Anggota Fatayat NU dari sejumlah desa di Kecamatan Dukun ini sedianya mengikuti peringatan Maulid Rasul Saw 1446 Hijriah. Sekaligus, melaksanakan pertemuan rutin pembacaan Maulid Ad-Diba’i, pada Jumat 20 September 2024, yang bertempat di Musala Gedung MWCNU Dukun.

Ketua PAC Fatayat NU Dukun, Siti Amsaroh mengatakan, bahwa momen peringatan Maulid Nabi Muhammad Saw juga bertujuan untuk merawat kebersamaan, guyup dan rukun demi penguatan organisasi Fatayat NU di wilayah Anak Cabang Dukun.

Ditambahkannya, tak kurang 180 anggota Fatayat NU Ancab Dukun terlibat dalam momen Peringatan Maulid Nabi Muhammad Saw dengan bersama-sama secara bergantian m membaca Maulid Ad-Diba’i atau pertemuan rutinan Diba’an.

Acara ditutup dengan makan bersama dengan suasan ala santri pondok pesantren. Foto: dok PAC Fatayat NU Dukun/NUGres
Acara ditutup dengan makan bersama dengan suasan ala santri pondok pesantren. Foto: dok PAC Fatayat NU Dukun/NUGres

“Peringatan ini juga sebagai wujud peneguhan kita sebagai umat kanjeng Nabi Muhammad serta mahabbah atau rasa cinta kepada beliau,” kata sahabat Amsaroh, demikian ia biasa disapa.

“Semoga kelak kita semua dalam mengikuti peringatan ini kelak akan mendapatkan Syafaat dari Nabi Muhammad kelak di Yaumil Qiyamah,” sambungnya, memungkasi.

Tak pelak Musala An-Nahldah di komplek Gedung MWCNU Dukun itu jamaah meluber.

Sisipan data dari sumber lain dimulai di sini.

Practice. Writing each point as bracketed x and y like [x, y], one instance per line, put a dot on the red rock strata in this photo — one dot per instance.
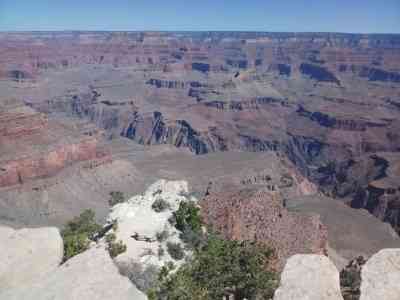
[31, 148]
[260, 215]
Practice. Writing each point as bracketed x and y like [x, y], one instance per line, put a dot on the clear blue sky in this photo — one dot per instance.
[379, 16]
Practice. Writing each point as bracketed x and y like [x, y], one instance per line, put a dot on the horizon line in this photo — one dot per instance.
[195, 31]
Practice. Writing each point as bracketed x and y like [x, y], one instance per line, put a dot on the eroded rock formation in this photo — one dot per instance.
[27, 254]
[260, 215]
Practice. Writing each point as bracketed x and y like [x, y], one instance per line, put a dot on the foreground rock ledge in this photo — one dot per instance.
[380, 276]
[309, 277]
[91, 275]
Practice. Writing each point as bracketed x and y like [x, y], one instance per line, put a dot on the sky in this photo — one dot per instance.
[357, 16]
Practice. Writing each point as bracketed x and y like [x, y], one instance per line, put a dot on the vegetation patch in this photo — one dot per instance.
[220, 268]
[114, 247]
[160, 205]
[78, 233]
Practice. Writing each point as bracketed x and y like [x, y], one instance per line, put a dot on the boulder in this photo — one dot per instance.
[380, 276]
[309, 277]
[139, 223]
[28, 253]
[90, 275]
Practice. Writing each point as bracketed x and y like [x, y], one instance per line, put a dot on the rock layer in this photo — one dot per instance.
[260, 215]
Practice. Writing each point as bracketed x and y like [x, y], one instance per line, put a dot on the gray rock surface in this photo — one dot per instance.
[91, 275]
[26, 253]
[380, 276]
[309, 277]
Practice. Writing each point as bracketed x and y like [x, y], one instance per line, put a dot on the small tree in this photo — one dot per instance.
[114, 248]
[78, 233]
[220, 269]
[188, 216]
[116, 197]
[160, 205]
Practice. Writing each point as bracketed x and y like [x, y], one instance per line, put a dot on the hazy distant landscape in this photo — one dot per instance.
[196, 164]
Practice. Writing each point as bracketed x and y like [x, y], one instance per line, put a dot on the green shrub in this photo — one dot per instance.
[116, 197]
[160, 251]
[114, 248]
[78, 233]
[218, 269]
[162, 236]
[160, 205]
[188, 217]
[175, 250]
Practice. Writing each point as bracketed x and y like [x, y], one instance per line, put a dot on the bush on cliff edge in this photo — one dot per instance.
[78, 233]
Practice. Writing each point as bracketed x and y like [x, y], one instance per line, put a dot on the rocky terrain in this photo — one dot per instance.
[261, 216]
[328, 102]
[286, 138]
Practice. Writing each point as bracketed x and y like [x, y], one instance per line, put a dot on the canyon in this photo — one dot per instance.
[86, 113]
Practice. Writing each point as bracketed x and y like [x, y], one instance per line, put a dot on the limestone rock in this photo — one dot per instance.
[380, 276]
[28, 253]
[90, 275]
[136, 216]
[309, 277]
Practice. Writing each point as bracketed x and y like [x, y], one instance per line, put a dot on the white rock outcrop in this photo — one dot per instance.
[91, 275]
[309, 277]
[137, 216]
[380, 276]
[27, 253]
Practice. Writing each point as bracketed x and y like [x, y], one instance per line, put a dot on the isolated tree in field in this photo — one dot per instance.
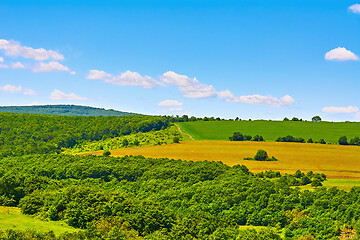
[237, 137]
[125, 143]
[343, 140]
[261, 155]
[316, 119]
[106, 153]
[176, 140]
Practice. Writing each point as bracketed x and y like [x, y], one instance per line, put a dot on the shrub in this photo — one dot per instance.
[261, 155]
[176, 140]
[343, 140]
[106, 153]
[237, 137]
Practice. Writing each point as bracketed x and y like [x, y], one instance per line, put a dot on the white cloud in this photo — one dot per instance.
[191, 87]
[12, 66]
[51, 66]
[340, 54]
[98, 75]
[58, 95]
[257, 99]
[355, 8]
[29, 92]
[10, 88]
[17, 65]
[127, 78]
[349, 109]
[13, 48]
[170, 103]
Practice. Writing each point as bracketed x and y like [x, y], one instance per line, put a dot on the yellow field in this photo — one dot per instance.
[340, 162]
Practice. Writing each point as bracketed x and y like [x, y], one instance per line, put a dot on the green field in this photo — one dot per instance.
[12, 218]
[271, 130]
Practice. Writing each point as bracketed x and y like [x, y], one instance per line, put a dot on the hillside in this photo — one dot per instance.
[68, 110]
[271, 130]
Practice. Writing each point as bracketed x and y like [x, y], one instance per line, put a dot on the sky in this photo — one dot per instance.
[252, 59]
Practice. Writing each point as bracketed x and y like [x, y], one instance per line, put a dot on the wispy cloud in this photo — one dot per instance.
[10, 88]
[13, 48]
[127, 78]
[341, 54]
[346, 110]
[355, 8]
[190, 87]
[257, 99]
[15, 65]
[29, 92]
[51, 66]
[170, 103]
[58, 95]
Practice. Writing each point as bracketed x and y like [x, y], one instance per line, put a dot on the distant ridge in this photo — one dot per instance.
[68, 110]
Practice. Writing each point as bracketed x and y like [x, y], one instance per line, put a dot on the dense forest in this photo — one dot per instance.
[133, 197]
[69, 110]
[31, 133]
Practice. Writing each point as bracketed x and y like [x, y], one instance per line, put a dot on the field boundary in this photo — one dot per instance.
[184, 132]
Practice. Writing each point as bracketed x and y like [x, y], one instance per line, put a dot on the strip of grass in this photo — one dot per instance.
[12, 218]
[271, 130]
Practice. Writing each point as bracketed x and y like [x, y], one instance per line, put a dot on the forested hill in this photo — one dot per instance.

Kendati demikian gema shalawat nabi yang dikumandangkan oleh anggota Fatayat Dukun nampak berlangsung dengan khidmat.

Menariknya, usai rangkaian pembacaan shalawat Maulid Ad-Diba’i dan doa rampung, dengan penuh keakraban ratusan anggota mengikuti makan bancaan. Susasana nampak penuh kebersamaan seperti pemandangan yang kerap dijumpai para santri di pondok pesantren.